Con l’entrata a maggio dei nuovi 10 Paesi membri dell’Unione, si apre ufficialmente un periodo in cui la legislazione europea subirà notevoli cambiamenti legislativi.
Positivi certamente, ma anche burocraticamente dubbiosi.
Uno di questi riguarda i lavoratori dei nuovi dieci partner: dal primo maggio dovrebbero teoricamente godere dei medesimi diritti degli altri cittadini europei, compreso quello di stabilirsi in altri paesi membri, in pratica dovranno invece attendere alcuni anni prima di poter godere del diritto di muoversi liberamente all’interno del Vecchio continente.
Questo perché?
Numerosi governi stanno decidendo di approfittare del diritto, previsto dal trattato di adesione, a limitare l’ingresso nel proprio mercato del lavoro dei cittadini dei ‘paesi entranti’, introducendo "periodi transitori" che possono arrivare fino ad un massimo di sette anni.
Germania e Austria per esempio, hanno fin da subito fatto capire che avrebbe adottato la linea dura, usufruendo del diritto a chiudere gli ingressi per un periodo transitorio di sette anni, il massimo consentito.

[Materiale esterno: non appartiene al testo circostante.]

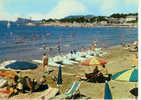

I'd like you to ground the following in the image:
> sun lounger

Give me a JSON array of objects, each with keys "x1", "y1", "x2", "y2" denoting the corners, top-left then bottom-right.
[
  {"x1": 38, "y1": 87, "x2": 59, "y2": 99},
  {"x1": 56, "y1": 81, "x2": 81, "y2": 99}
]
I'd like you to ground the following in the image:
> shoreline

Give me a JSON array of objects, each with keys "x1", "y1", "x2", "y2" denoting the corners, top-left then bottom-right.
[
  {"x1": 0, "y1": 44, "x2": 130, "y2": 62},
  {"x1": 26, "y1": 22, "x2": 138, "y2": 28}
]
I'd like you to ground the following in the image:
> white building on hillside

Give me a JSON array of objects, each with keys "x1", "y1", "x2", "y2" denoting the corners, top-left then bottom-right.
[{"x1": 126, "y1": 16, "x2": 137, "y2": 22}]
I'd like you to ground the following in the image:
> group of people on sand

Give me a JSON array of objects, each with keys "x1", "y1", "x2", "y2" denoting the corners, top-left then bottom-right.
[
  {"x1": 121, "y1": 40, "x2": 138, "y2": 52},
  {"x1": 0, "y1": 75, "x2": 48, "y2": 98},
  {"x1": 128, "y1": 40, "x2": 138, "y2": 52},
  {"x1": 85, "y1": 65, "x2": 112, "y2": 83}
]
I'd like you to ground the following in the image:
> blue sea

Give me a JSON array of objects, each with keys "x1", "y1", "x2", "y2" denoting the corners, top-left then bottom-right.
[{"x1": 0, "y1": 23, "x2": 138, "y2": 60}]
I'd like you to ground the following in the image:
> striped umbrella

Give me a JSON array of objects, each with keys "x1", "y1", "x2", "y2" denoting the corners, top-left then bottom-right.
[
  {"x1": 81, "y1": 57, "x2": 107, "y2": 66},
  {"x1": 111, "y1": 68, "x2": 138, "y2": 82},
  {"x1": 104, "y1": 81, "x2": 112, "y2": 100}
]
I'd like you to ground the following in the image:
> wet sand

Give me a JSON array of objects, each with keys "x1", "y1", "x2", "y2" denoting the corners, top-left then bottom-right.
[{"x1": 1, "y1": 45, "x2": 138, "y2": 99}]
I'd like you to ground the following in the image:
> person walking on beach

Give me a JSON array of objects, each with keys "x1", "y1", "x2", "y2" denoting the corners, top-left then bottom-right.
[
  {"x1": 42, "y1": 53, "x2": 48, "y2": 71},
  {"x1": 42, "y1": 43, "x2": 46, "y2": 50}
]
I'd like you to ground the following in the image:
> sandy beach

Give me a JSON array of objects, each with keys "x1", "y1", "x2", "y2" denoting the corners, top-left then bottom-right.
[{"x1": 0, "y1": 44, "x2": 136, "y2": 100}]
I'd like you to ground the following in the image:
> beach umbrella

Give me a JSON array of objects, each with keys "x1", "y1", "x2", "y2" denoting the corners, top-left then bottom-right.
[
  {"x1": 5, "y1": 61, "x2": 38, "y2": 70},
  {"x1": 104, "y1": 81, "x2": 112, "y2": 100},
  {"x1": 111, "y1": 68, "x2": 138, "y2": 82},
  {"x1": 57, "y1": 65, "x2": 62, "y2": 85},
  {"x1": 81, "y1": 57, "x2": 107, "y2": 66}
]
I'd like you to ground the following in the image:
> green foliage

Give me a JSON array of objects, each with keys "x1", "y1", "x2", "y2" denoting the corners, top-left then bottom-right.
[
  {"x1": 41, "y1": 18, "x2": 55, "y2": 23},
  {"x1": 59, "y1": 17, "x2": 90, "y2": 23},
  {"x1": 96, "y1": 16, "x2": 107, "y2": 22},
  {"x1": 41, "y1": 13, "x2": 138, "y2": 23},
  {"x1": 110, "y1": 13, "x2": 138, "y2": 18},
  {"x1": 59, "y1": 16, "x2": 107, "y2": 23}
]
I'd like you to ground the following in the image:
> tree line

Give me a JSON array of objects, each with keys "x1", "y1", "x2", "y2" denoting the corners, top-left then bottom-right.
[{"x1": 42, "y1": 13, "x2": 138, "y2": 23}]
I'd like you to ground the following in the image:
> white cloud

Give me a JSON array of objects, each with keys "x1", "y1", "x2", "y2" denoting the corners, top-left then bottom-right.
[
  {"x1": 0, "y1": 0, "x2": 86, "y2": 20},
  {"x1": 95, "y1": 0, "x2": 138, "y2": 15},
  {"x1": 46, "y1": 0, "x2": 86, "y2": 19},
  {"x1": 95, "y1": 0, "x2": 117, "y2": 11},
  {"x1": 0, "y1": 0, "x2": 138, "y2": 20},
  {"x1": 92, "y1": 0, "x2": 118, "y2": 15}
]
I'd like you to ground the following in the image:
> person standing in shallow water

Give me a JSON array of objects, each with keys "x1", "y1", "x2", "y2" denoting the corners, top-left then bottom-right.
[
  {"x1": 56, "y1": 44, "x2": 61, "y2": 55},
  {"x1": 42, "y1": 43, "x2": 47, "y2": 55},
  {"x1": 93, "y1": 40, "x2": 98, "y2": 50}
]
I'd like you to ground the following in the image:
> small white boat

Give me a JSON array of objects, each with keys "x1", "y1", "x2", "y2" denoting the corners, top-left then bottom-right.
[{"x1": 7, "y1": 21, "x2": 11, "y2": 28}]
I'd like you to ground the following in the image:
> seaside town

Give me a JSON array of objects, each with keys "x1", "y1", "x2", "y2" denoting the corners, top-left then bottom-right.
[
  {"x1": 1, "y1": 13, "x2": 138, "y2": 28},
  {"x1": 0, "y1": 0, "x2": 138, "y2": 100}
]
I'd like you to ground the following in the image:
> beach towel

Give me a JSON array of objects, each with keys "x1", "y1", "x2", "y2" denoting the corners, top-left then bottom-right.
[
  {"x1": 39, "y1": 87, "x2": 59, "y2": 99},
  {"x1": 0, "y1": 78, "x2": 8, "y2": 88},
  {"x1": 0, "y1": 71, "x2": 15, "y2": 79}
]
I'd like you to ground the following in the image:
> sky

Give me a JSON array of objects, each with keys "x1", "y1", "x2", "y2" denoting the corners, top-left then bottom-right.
[{"x1": 0, "y1": 0, "x2": 138, "y2": 21}]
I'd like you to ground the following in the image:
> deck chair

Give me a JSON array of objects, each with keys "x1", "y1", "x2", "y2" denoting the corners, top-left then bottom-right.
[{"x1": 56, "y1": 81, "x2": 81, "y2": 99}]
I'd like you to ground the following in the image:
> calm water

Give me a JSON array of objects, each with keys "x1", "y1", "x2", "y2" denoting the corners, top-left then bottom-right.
[{"x1": 0, "y1": 23, "x2": 138, "y2": 60}]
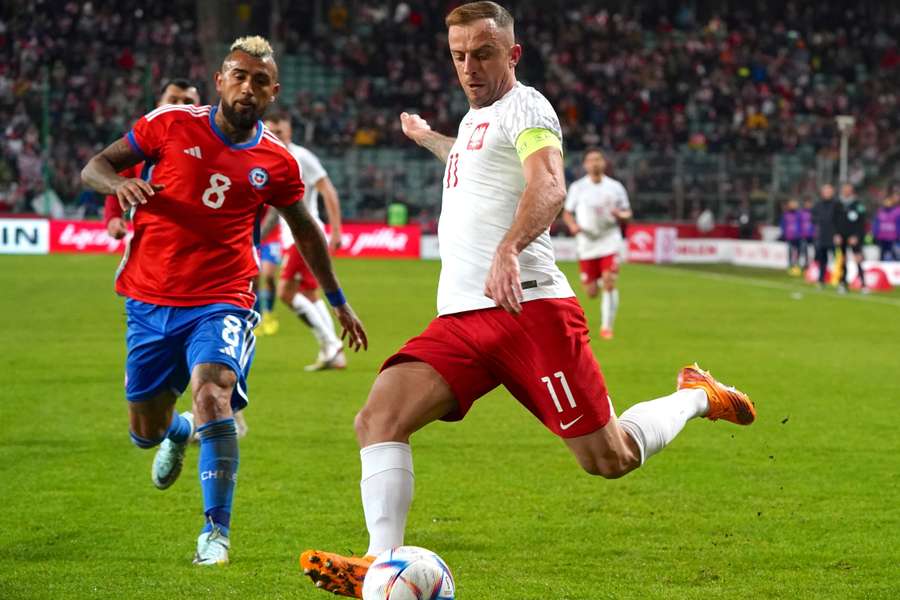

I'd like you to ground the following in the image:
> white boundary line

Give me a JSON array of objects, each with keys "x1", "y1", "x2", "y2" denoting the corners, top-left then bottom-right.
[{"x1": 643, "y1": 264, "x2": 900, "y2": 309}]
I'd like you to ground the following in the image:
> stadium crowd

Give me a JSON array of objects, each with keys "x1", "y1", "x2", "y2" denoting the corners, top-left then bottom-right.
[
  {"x1": 1, "y1": 1, "x2": 898, "y2": 219},
  {"x1": 0, "y1": 0, "x2": 203, "y2": 214}
]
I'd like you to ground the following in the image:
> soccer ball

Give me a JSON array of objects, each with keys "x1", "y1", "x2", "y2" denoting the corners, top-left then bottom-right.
[{"x1": 362, "y1": 546, "x2": 455, "y2": 600}]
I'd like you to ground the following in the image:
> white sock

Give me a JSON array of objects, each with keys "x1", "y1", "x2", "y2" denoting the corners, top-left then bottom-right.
[
  {"x1": 610, "y1": 289, "x2": 619, "y2": 329},
  {"x1": 361, "y1": 442, "x2": 414, "y2": 557},
  {"x1": 291, "y1": 293, "x2": 329, "y2": 347},
  {"x1": 601, "y1": 290, "x2": 612, "y2": 330},
  {"x1": 617, "y1": 389, "x2": 708, "y2": 464},
  {"x1": 313, "y1": 299, "x2": 340, "y2": 345}
]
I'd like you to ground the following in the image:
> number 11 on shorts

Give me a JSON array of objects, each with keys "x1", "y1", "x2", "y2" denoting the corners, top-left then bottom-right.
[{"x1": 541, "y1": 371, "x2": 577, "y2": 413}]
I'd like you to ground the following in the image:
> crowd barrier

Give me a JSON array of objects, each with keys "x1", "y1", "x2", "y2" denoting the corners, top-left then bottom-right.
[{"x1": 3, "y1": 218, "x2": 893, "y2": 287}]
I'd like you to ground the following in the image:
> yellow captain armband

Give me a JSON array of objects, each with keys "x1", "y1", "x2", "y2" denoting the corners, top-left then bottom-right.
[{"x1": 515, "y1": 128, "x2": 562, "y2": 163}]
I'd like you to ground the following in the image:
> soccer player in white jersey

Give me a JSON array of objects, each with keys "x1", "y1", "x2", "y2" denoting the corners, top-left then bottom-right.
[
  {"x1": 300, "y1": 3, "x2": 755, "y2": 596},
  {"x1": 264, "y1": 111, "x2": 347, "y2": 371},
  {"x1": 563, "y1": 148, "x2": 632, "y2": 339}
]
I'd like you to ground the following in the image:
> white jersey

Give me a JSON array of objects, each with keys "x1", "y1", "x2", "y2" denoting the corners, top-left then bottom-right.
[
  {"x1": 564, "y1": 175, "x2": 630, "y2": 259},
  {"x1": 437, "y1": 83, "x2": 575, "y2": 316},
  {"x1": 280, "y1": 142, "x2": 327, "y2": 248}
]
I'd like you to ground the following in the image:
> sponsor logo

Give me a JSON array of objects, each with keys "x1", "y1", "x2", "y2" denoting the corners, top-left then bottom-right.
[
  {"x1": 248, "y1": 167, "x2": 269, "y2": 189},
  {"x1": 322, "y1": 225, "x2": 421, "y2": 258},
  {"x1": 467, "y1": 122, "x2": 490, "y2": 150},
  {"x1": 559, "y1": 415, "x2": 584, "y2": 431},
  {"x1": 183, "y1": 146, "x2": 202, "y2": 159},
  {"x1": 200, "y1": 470, "x2": 238, "y2": 482},
  {"x1": 0, "y1": 219, "x2": 49, "y2": 255},
  {"x1": 55, "y1": 223, "x2": 125, "y2": 252}
]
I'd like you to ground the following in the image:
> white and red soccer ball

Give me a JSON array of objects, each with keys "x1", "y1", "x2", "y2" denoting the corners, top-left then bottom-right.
[{"x1": 362, "y1": 546, "x2": 455, "y2": 600}]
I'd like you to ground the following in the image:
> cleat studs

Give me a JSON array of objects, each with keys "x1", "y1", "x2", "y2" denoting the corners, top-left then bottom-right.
[{"x1": 325, "y1": 559, "x2": 333, "y2": 568}]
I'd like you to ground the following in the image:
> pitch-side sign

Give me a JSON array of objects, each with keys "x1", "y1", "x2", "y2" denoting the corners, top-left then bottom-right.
[
  {"x1": 0, "y1": 219, "x2": 421, "y2": 259},
  {"x1": 0, "y1": 218, "x2": 49, "y2": 254}
]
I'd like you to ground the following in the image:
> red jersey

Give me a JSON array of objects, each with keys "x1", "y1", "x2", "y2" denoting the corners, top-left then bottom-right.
[
  {"x1": 103, "y1": 163, "x2": 142, "y2": 226},
  {"x1": 116, "y1": 103, "x2": 304, "y2": 308}
]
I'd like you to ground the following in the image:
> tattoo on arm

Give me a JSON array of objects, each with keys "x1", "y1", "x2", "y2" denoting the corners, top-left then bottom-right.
[
  {"x1": 419, "y1": 132, "x2": 456, "y2": 164},
  {"x1": 277, "y1": 201, "x2": 341, "y2": 291},
  {"x1": 81, "y1": 137, "x2": 145, "y2": 194}
]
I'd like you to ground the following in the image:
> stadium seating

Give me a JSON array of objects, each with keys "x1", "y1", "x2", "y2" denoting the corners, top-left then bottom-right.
[{"x1": 2, "y1": 1, "x2": 897, "y2": 222}]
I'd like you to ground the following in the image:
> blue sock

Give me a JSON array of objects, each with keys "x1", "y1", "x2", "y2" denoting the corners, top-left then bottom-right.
[
  {"x1": 197, "y1": 418, "x2": 238, "y2": 536},
  {"x1": 129, "y1": 430, "x2": 163, "y2": 449},
  {"x1": 165, "y1": 412, "x2": 192, "y2": 444},
  {"x1": 253, "y1": 294, "x2": 262, "y2": 314},
  {"x1": 260, "y1": 288, "x2": 274, "y2": 313}
]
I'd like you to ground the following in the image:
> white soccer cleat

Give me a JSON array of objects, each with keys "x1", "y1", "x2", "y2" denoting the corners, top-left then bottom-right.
[
  {"x1": 304, "y1": 344, "x2": 346, "y2": 372},
  {"x1": 151, "y1": 411, "x2": 194, "y2": 490},
  {"x1": 193, "y1": 521, "x2": 230, "y2": 566}
]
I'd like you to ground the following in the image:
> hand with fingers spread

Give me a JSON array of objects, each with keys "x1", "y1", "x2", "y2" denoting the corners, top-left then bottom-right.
[
  {"x1": 334, "y1": 303, "x2": 368, "y2": 352},
  {"x1": 115, "y1": 179, "x2": 164, "y2": 211},
  {"x1": 484, "y1": 243, "x2": 524, "y2": 314}
]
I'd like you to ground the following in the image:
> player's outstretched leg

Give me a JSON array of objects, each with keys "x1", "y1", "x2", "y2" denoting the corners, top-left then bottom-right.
[
  {"x1": 151, "y1": 411, "x2": 194, "y2": 489},
  {"x1": 300, "y1": 362, "x2": 455, "y2": 597},
  {"x1": 191, "y1": 364, "x2": 239, "y2": 566},
  {"x1": 568, "y1": 364, "x2": 754, "y2": 476}
]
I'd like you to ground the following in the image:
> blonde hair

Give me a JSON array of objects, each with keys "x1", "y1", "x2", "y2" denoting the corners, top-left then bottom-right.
[
  {"x1": 445, "y1": 1, "x2": 514, "y2": 30},
  {"x1": 229, "y1": 36, "x2": 274, "y2": 59}
]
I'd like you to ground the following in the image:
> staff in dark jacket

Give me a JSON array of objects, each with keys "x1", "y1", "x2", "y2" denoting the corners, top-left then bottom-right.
[
  {"x1": 834, "y1": 183, "x2": 867, "y2": 293},
  {"x1": 811, "y1": 184, "x2": 838, "y2": 288}
]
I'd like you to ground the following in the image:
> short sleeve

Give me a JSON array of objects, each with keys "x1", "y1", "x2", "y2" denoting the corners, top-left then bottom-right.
[
  {"x1": 498, "y1": 87, "x2": 563, "y2": 150},
  {"x1": 268, "y1": 153, "x2": 306, "y2": 208},
  {"x1": 297, "y1": 148, "x2": 327, "y2": 186},
  {"x1": 615, "y1": 182, "x2": 630, "y2": 210},
  {"x1": 564, "y1": 182, "x2": 579, "y2": 212},
  {"x1": 127, "y1": 112, "x2": 170, "y2": 162}
]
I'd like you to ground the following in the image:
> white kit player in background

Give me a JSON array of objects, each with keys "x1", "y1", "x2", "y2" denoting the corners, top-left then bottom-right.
[
  {"x1": 562, "y1": 148, "x2": 632, "y2": 339},
  {"x1": 264, "y1": 112, "x2": 347, "y2": 371}
]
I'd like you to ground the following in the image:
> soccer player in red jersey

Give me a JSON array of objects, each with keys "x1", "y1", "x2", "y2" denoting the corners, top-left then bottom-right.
[
  {"x1": 82, "y1": 36, "x2": 367, "y2": 566},
  {"x1": 300, "y1": 4, "x2": 753, "y2": 596},
  {"x1": 104, "y1": 79, "x2": 202, "y2": 240}
]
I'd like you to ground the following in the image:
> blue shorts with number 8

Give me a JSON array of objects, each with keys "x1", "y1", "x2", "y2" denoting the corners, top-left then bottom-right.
[{"x1": 124, "y1": 299, "x2": 259, "y2": 410}]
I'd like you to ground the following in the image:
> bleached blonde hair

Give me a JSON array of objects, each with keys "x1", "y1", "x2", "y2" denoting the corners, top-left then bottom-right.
[{"x1": 229, "y1": 36, "x2": 274, "y2": 59}]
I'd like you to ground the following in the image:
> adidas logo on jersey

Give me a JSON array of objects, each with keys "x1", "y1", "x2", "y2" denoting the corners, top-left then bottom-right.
[{"x1": 183, "y1": 146, "x2": 202, "y2": 159}]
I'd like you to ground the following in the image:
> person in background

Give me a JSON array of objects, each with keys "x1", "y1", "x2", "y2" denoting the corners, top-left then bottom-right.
[
  {"x1": 800, "y1": 198, "x2": 815, "y2": 271},
  {"x1": 872, "y1": 190, "x2": 898, "y2": 261},
  {"x1": 811, "y1": 184, "x2": 838, "y2": 289},
  {"x1": 834, "y1": 183, "x2": 867, "y2": 294},
  {"x1": 780, "y1": 199, "x2": 803, "y2": 275}
]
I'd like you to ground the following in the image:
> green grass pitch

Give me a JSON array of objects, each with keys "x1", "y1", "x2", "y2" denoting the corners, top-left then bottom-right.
[{"x1": 1, "y1": 255, "x2": 898, "y2": 599}]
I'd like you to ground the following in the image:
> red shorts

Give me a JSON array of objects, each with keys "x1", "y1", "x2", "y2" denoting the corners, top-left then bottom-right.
[
  {"x1": 579, "y1": 254, "x2": 618, "y2": 284},
  {"x1": 381, "y1": 297, "x2": 611, "y2": 438},
  {"x1": 280, "y1": 245, "x2": 319, "y2": 291}
]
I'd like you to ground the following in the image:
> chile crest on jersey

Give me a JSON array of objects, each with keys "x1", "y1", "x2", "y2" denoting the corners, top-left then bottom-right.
[{"x1": 249, "y1": 167, "x2": 269, "y2": 189}]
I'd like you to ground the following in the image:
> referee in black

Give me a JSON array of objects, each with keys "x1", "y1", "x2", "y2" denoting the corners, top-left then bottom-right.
[{"x1": 834, "y1": 183, "x2": 868, "y2": 293}]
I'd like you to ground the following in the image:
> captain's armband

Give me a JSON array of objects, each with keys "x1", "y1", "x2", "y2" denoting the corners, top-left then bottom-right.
[{"x1": 514, "y1": 128, "x2": 562, "y2": 163}]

Negli ultimi mesi, anche altri governi hanno abbracciato la linea di Vienna e Berlino o, almeno, stanno pensando di farlo. L’ultima, in ordine di tempo, è stata l’Olanda. A fine gennaio il governo ha annunciato di volersi riservare il diritto a chiudere le frontiere ai lavoratori dei futuri partner nel caso in cui questi superino le 22.000 unità nel primo anno.
Anche Danimarca, Belgio, Grecia e Finlandia, si appresterebbero a congelare il diritto alla piena libertà di circolazione per almeno due anni.
Francia, Italia e Spagna, stanno invece ancora riflettendo sulle misure più appropriate. Parigi non vuole introdurre quote annuali, ma non intende neanche aprire completamente le frontiere. Madrid starebbe pensando di concedere l’ingresso solo a chi possa dimostrare di avere un lavoro. Le autorità italiane infine stanno vagliando diverse ipotesi, inclusa quella più drastica di una messa al bando totale di sette anni.
Persino il Portogallo, che avrebbe bisogno di una forza lavoro di 20mila unità , ha deciso di limitare gli ingressi.
La Svezia, che inizialmente aveva deciso di aprire le frontiere, ha deciso di cambiare idea annunciando qualche settimana fa l’intenzione di imporre restrizioni all’ingresso dei lavoratori.
Solo Gran Bretagna e Irlanda, entrambe a corto di mano d’opera, restano determinate a mantenere la politica della "porta aperta" ai nuovi partner. Anche se Londra sta pensando di limitare in qualche modo il peso dei nuovi lavoratori sul già precario stato del sistema sociale britannico.
Questi rapidi cambiamenti di politica da parte dei vecchi partner Ue non hanno certo piacere ai futuri membri del club.
Si teme probabilmente un’invasione dall’Est?
Nient’altro di più errato.
Secondo i calcoli della Commissione, nei primi anni dopo l’allargamento, il flusso annuale di lavoratori migranti sarà compreso fra i 70mila e i 150mila.
Cifre molto modeste, soprattutto per il fatto che in massima parte si tratterà di lavoratori temporanei.